When I first met Joey and Tubman, who are in their late thirties, their enclosures were barren and out-dated but the keeper and staff were happy to work with me to improve the lives of the primates in their care. Our priorities were building hammocks for the chimps so that they could sleep off the ground to reduce the risk of chills and to install logs at low and higher levels to encourage climbing. I also introduced a daily enrichment program which consists of six areas:
1. Permanent structures such as platforms, climbing structures, ledges, etc.
2. Semi-permanent items that are removable such as tyres, hammocks, ropes and cargo nets.
3. Non-permanent objects are placed in the chimpanzee enclosures daily and cleaned after they leave the area (magazines, paper, cardboard boxes, clothes, shoes, toys, etc.).
4. Food Puzzles are means of food dispersal that requires tool use and critical thinking skills to obtain the food such as a tree trunk with holes filled with raisins or cereals or an artificial termite mound (under construction).
5. Food can be presented in a variety of ways to encourage foraging such as hiding it in boxes, adding straw or sawdust or hanging the fruit in bags.
6. Music: playing the radio or tapes with different sounds.
All of the objects in these six areas are cheap or free and therefore there is absolutely no excuse for all facilities holding primates not to implement them.

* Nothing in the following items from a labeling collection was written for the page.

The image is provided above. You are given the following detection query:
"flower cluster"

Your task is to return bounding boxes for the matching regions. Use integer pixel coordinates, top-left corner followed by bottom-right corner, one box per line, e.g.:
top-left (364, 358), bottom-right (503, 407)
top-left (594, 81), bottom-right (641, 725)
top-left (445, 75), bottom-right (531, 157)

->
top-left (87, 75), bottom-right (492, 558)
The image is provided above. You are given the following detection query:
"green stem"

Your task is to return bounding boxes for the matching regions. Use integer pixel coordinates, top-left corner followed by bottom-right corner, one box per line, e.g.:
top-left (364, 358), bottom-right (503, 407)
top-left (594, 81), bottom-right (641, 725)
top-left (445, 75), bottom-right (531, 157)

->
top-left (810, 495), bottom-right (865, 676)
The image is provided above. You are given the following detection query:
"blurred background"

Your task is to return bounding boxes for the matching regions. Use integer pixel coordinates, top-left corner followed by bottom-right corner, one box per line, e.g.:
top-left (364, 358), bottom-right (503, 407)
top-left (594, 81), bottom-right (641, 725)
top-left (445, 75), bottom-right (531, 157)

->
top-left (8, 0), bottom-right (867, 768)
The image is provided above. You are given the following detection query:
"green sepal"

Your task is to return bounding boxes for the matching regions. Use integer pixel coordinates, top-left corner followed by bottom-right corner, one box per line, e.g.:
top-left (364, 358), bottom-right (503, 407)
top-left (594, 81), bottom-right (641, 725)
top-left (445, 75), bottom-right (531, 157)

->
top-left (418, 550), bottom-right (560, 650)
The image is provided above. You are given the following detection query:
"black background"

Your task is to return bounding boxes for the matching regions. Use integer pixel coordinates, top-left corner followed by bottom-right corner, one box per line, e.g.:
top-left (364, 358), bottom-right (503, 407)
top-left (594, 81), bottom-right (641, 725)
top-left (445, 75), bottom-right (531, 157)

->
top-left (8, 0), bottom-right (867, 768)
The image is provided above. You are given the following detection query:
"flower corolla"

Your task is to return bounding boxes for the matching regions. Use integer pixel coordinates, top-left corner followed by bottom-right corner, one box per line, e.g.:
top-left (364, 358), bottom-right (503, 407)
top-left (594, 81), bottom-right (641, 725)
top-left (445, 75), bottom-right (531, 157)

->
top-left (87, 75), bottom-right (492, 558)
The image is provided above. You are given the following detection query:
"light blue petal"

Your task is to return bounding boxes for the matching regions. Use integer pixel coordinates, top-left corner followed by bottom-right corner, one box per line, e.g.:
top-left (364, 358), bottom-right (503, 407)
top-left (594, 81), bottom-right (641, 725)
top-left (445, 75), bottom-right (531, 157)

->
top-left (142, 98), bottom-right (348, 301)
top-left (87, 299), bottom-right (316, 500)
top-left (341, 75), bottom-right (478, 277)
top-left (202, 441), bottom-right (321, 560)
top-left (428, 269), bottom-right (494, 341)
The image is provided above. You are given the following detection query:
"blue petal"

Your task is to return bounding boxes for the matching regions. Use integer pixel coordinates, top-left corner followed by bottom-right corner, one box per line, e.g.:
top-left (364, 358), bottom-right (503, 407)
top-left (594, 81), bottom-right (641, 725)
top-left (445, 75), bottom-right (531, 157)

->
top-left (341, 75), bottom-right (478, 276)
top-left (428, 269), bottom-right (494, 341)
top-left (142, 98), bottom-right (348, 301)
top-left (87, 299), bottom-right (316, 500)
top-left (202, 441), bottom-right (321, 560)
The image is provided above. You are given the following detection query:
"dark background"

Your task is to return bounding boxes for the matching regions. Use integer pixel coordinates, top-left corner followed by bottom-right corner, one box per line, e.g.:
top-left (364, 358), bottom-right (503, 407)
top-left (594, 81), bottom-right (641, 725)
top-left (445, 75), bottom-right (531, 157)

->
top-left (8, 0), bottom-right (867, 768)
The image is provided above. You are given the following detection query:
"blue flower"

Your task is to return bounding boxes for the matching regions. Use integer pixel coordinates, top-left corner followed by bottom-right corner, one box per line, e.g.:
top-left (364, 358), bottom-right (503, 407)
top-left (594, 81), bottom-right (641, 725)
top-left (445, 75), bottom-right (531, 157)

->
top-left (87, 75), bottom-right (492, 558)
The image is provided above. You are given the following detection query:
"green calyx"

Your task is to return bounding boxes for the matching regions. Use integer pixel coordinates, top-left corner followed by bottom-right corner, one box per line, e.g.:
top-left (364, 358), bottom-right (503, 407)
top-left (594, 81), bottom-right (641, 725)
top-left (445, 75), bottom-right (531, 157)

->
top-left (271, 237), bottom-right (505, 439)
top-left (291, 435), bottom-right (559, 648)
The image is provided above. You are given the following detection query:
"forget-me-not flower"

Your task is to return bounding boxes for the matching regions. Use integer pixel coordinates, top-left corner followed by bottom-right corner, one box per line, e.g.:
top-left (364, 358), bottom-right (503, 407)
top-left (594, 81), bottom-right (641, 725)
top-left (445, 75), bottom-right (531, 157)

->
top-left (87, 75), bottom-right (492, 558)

With a little bit of effort the differences in the animals’ psychological health can be astounding.
Joey in particular has made the most progress over three years. Originally he rarely moved around the enclosure, and if he displayed he would get out of breath very easily. Also, he showed a lack of interest in most enrichment activities such as scatter feeding or introducing new objects. Today he has lost weight, he regularly utilises more of his enclosure, he brachiates, plays and participates in all enrichment activities.
Tubman has always enjoyed the enrichment activities and he especially enjoys using branches to get raisins out of holes. He enjoys human contact and laughs when groomed or tickled.
Working with Joey and Tubman has made me realise that we should never give up on older animals because they all have the potential to flourish if efforts are made to change their lives. It is such a great feeling to see depressed listless individuals become more active and enjoy life.